Aster has lived a life of servitude for ten years, but now she is determined to be free. Countless Reapers stand between her and the gate to New Bethel, and more await just past the walls. She’s spent her life being invisible, but in a world full of assassins, becoming close to any of them only makes you a target for the rest. Every step she takes puts her in more danger, closer to Reapers with unknown intentions. Unexpected friendships develop, but can she really trust any Reaper when they’ve all been trained to deceive? Aster and Chase know what awaits them outside the city, but can they get past it?

In Aster’s journey for freedom, she learns there are some things in life you can’t ever truly escape from, and that some steps can’t ever be taken back.

Elude is the fantasy sequel to Reave written by C. Miller. We start off where we left off in the first book and embark on a journey. Though Aster is finally free from the House in New Bethel, she isn’t free by any means.

Like in Reave, Miller sets the reader up with the hard questions. As a reader, I found myself confused with much of Aster’s actions until she decided to delve the information to a new character and love interest, Jastin. Her actions, though may seem petty in some way, show exactly what she intends to be. She wants to make it hard for her father and everyone else. She wants to be seen as strong, not the weakling they preceive her to be. Her frustration makes sense and the actions she took aren’t much different than what I would in her place.

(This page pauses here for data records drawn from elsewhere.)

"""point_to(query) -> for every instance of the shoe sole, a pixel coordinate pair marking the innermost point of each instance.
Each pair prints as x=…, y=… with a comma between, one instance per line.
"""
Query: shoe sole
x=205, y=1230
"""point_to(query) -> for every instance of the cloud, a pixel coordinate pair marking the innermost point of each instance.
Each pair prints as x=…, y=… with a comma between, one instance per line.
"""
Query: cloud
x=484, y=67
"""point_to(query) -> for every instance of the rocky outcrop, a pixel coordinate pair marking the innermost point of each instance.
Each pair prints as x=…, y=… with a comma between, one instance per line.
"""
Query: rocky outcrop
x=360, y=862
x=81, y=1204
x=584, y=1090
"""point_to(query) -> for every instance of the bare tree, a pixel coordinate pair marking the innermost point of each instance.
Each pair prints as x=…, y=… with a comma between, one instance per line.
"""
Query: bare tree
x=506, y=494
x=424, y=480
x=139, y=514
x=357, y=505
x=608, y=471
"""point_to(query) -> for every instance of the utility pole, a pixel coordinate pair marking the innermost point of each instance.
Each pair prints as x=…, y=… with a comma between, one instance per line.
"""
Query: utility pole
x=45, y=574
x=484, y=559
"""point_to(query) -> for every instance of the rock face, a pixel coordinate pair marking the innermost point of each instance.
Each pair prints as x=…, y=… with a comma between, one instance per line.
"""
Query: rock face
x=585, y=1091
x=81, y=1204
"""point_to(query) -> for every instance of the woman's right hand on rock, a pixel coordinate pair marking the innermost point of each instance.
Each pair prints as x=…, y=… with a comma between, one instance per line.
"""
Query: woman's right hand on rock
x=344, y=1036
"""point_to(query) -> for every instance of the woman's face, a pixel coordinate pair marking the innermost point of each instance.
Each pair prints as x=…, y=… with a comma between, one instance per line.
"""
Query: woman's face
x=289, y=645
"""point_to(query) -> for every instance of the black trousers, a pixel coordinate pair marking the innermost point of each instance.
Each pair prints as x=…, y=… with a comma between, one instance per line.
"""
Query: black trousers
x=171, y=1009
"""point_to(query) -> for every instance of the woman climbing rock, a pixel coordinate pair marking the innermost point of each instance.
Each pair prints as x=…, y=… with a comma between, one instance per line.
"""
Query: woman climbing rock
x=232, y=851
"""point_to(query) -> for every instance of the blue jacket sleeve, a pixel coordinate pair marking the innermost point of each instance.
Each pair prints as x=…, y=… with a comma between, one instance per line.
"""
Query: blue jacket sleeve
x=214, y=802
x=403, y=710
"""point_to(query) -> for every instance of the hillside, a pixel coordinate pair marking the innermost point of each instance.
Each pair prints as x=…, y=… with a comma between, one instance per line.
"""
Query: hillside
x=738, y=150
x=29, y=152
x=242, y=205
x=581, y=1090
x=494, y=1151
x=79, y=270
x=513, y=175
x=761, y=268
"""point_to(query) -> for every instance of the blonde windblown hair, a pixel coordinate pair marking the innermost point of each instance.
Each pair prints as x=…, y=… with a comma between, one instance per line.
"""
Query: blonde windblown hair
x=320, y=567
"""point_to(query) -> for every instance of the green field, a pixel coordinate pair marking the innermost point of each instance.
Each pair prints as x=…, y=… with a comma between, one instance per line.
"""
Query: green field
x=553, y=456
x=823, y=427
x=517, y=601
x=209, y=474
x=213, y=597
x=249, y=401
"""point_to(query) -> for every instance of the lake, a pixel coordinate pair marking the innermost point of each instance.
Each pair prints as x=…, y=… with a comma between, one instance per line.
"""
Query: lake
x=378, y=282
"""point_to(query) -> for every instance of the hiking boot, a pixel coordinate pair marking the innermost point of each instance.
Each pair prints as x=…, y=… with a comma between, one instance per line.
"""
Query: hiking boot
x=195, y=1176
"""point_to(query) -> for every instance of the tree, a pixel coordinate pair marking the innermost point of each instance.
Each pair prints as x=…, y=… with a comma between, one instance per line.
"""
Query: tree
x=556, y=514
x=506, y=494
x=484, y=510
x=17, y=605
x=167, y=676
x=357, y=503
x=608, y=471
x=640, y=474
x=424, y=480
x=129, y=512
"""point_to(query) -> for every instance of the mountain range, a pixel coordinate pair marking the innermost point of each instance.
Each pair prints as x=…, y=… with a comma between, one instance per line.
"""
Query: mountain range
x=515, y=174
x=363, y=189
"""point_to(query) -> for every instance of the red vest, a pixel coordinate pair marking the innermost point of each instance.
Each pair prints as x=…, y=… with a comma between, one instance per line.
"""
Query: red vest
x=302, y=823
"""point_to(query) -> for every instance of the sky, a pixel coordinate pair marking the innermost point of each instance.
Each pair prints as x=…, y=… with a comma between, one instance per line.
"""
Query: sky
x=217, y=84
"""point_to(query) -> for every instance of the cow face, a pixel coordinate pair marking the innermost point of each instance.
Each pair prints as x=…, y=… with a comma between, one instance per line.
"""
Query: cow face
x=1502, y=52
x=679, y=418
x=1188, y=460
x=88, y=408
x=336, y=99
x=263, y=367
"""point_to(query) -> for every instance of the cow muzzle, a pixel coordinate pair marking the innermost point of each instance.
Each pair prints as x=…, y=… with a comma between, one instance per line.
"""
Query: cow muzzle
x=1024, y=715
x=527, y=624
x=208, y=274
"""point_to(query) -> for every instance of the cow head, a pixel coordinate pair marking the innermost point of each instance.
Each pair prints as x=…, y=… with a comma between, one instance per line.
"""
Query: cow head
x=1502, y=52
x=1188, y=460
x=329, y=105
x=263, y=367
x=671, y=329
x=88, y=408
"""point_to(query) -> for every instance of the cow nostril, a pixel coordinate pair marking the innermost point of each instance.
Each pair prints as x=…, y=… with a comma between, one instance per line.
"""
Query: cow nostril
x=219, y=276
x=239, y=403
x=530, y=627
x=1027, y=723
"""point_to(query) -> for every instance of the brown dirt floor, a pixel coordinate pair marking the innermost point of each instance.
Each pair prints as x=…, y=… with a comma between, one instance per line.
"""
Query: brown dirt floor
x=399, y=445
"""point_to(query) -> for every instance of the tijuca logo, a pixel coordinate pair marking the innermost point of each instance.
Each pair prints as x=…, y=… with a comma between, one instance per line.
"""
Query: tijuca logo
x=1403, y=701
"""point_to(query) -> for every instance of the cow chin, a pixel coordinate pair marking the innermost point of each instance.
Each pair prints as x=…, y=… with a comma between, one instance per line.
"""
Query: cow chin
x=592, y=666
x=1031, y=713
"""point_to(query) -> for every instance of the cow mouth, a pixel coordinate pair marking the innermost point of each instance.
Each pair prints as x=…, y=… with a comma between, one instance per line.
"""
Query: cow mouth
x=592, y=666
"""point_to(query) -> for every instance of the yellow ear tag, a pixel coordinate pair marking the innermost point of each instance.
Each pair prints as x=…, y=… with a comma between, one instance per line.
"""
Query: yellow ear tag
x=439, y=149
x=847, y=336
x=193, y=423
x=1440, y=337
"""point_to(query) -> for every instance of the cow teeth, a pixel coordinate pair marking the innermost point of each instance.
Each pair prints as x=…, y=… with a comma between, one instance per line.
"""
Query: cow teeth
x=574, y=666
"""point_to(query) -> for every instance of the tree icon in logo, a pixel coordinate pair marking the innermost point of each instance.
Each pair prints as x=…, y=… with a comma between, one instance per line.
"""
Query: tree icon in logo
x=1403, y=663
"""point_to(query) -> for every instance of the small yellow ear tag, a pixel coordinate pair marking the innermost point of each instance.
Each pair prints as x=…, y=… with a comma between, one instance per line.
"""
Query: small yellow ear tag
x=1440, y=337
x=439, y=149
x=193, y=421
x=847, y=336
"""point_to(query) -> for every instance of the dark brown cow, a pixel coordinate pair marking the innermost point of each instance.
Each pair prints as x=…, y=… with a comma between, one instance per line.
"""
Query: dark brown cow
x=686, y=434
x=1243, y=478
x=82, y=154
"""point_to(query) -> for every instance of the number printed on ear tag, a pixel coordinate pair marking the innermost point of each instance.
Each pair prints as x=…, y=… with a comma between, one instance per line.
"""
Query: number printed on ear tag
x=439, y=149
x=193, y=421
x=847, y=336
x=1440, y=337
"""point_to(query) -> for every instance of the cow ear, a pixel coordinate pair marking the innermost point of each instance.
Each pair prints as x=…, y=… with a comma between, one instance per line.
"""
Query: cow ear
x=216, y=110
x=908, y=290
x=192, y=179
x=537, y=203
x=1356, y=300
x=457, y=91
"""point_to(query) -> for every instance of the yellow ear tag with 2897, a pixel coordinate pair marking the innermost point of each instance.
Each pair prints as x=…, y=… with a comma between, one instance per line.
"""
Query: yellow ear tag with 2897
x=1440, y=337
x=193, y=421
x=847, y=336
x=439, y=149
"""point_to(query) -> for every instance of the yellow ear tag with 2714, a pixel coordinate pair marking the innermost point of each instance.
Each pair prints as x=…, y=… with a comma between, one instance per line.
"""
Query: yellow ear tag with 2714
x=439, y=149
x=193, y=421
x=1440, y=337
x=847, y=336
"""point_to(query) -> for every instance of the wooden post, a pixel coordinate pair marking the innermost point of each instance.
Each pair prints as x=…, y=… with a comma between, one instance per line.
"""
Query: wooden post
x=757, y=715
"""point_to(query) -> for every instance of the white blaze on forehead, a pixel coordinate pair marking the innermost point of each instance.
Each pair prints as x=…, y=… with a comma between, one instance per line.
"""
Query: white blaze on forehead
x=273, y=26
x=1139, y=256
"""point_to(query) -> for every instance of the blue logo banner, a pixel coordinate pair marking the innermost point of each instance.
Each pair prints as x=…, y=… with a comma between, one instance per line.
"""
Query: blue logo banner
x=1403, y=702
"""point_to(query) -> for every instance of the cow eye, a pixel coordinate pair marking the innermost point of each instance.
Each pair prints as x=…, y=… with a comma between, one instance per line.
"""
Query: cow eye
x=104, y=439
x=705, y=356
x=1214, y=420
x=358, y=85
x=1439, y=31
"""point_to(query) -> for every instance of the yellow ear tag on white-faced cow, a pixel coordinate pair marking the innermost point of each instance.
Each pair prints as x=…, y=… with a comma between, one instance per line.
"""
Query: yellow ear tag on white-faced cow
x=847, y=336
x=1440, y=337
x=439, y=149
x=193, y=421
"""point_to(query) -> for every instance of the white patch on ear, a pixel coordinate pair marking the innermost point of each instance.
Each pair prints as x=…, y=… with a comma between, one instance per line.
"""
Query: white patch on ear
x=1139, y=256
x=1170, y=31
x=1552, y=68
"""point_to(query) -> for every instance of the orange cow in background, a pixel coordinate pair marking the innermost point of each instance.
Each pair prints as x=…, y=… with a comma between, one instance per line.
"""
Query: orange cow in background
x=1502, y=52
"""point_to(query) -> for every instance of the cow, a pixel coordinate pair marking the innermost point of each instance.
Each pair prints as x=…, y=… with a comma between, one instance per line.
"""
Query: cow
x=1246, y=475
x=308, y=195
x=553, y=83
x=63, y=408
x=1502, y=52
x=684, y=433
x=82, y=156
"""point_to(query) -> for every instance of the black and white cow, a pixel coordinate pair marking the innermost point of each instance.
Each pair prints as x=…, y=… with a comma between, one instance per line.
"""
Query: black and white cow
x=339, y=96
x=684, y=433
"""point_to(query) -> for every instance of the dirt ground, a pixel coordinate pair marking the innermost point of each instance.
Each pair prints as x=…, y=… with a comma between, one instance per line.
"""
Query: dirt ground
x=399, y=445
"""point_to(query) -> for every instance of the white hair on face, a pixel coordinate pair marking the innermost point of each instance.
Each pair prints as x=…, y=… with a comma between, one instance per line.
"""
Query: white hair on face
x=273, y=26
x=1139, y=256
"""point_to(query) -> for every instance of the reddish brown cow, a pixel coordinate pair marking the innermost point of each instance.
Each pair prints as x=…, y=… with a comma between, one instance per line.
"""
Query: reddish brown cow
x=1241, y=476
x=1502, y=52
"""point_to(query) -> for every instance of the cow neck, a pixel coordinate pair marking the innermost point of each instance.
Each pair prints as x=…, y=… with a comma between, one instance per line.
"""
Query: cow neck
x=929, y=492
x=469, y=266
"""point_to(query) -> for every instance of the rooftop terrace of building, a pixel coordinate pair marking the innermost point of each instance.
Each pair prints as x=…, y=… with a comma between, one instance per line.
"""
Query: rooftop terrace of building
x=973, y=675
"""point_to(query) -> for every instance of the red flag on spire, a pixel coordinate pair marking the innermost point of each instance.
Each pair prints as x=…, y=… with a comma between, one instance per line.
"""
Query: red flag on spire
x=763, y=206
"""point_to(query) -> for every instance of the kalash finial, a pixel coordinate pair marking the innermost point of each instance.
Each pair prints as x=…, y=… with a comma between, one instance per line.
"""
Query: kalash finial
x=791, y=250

The new characters are dynamic and show a parallel to Aster’s own life. There’s also more about the Reaper lifestyle that her father developed as well as information about Aster’s mother. The new characters: Anders, an ex-lover and friend to Aster’s deceased mother, and Jastin, the partner and best friend of Ahren.

Anders is an awesome older man who treats Aster the way a father should treat his daughter. He is the one we get more information about her mother from. Jastin is the type of character you either hate or love. I love love/hate dynamics and his relationship with Aster does begin that way. Obviously, he’s a new favorite of mine.

But, none of that matters, because in the world Miller created, trust is just a word. Aster and the readers are forced to decide who to trust and for how much. You find yourself disliking the very people you trusted in the first book. In the end, though I loved certain characters, I was forced to be like Aster: deciding not to trust anyone just yet.

There are a bunch of theories I have in my head, my favorite is that mother dearest is actually alive. After all, with a world that forces you to not even trust the people you trust, anything is possible. For now though, I am forced to wait for the next installment.